Say the magic word and the bond is broken. What’s worse is that women rarely got the financial support they needed following a divorce. Only 5 percent of women divorced through this method received any form of child support.
And in case you were wondering, this only worked in one direction. It’s not like women could say talaq three times and end the marriage, even if they were physically or emotionally abused at home. To end a marriage, they had to consult a cleric first, and who knew if anything would come of that.
It was just another example of religion making an already difficult issue even worse.
That’s why a number of organizations were pressing India’s Supreme Court to abolish the practice. They said it was unfair to women and not even based on anything the Qur’an said, meaning this wasn’t a “religious freedom” issue.
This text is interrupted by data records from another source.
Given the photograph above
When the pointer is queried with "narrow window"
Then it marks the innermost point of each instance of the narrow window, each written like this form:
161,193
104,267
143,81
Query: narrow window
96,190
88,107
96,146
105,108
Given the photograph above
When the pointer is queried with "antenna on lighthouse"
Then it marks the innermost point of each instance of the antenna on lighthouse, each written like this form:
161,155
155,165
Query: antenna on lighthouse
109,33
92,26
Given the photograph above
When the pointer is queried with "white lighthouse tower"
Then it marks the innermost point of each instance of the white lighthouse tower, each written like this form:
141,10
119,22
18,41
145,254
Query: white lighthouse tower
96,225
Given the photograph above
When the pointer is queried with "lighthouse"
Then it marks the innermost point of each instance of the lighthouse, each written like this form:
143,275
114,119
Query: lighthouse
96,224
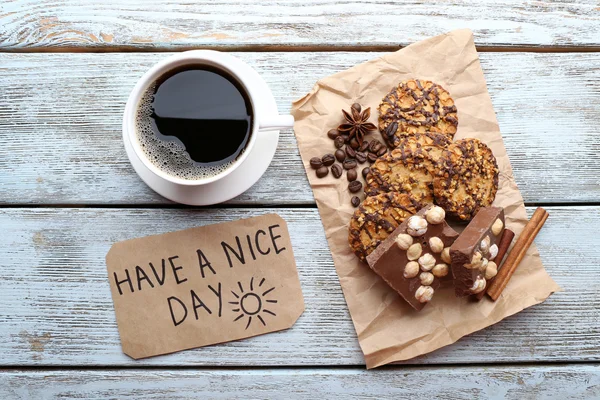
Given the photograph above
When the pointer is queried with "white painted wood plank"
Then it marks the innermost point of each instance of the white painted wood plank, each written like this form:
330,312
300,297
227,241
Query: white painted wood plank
172,24
469,383
60,124
56,306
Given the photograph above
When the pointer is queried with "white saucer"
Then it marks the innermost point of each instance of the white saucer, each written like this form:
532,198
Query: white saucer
232,185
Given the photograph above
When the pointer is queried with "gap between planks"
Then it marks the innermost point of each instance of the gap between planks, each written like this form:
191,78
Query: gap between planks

“The original version of the Quran … insists on gender equality. And that is precisely what is missing in India,” [Islamic law expert Tahir Mahmood] says. He says many of the country’s politicians are careful not to offend powerful clerics within India’s sizable Muslim community. Such politicians are interested “in votes” not “in social change,” Mahmood says. “The only hope is the judiciary.”
Some of the women who have petitioned the courts to abolish instant divorce say aligning it with the Quran would end the exploitation. Others, like thrice-deserted Seema Parveen, would like divorce placed before the civil courts, removed from religion altogether.
That pressure appears to have had an effect. By a 3-2 vote today, India’s Supreme Court declared Islamic insta-divorces unconstitutional.
Three of the five Supreme Court judges called the controversial practice “un-Islamic, arbitrary and unconstitutional”. One of the judges, Justice Kurien Joseph, said the practice was not an essential part of Islam and enjoyed no protection.
The judges also said it was “manifestly arbitrary” to allow a man to “break down (a) marriage whimsically and capriciously”.
Prime Minister Narendra Modi was among those celebrating the ruling:
Judgment of the Hon'ble SC on Triple Talaq is historic. It grants equality to Muslim women and is a powerful measure for women empowerment.
— Narendra Modi (@narendramodi) August 22, 2017
Divorces must now go through the (secular) court system, which currently entitles a woman to up to a third of her husband’s salary for alimony and child support if they split up.
The critics of the ruling are upset that the government has issued a ruling concerning religious law — how dare they?! — but the “Triple Talaq” had consequences in the real world, not just a religious bubble, so it was fair game for the Supreme Court.
And after today, women will have a little more power in a country where sexism often runs rampant.
(Image via Shutterstock. Thanks to Saee for the link. Large portions of this article were published earlier)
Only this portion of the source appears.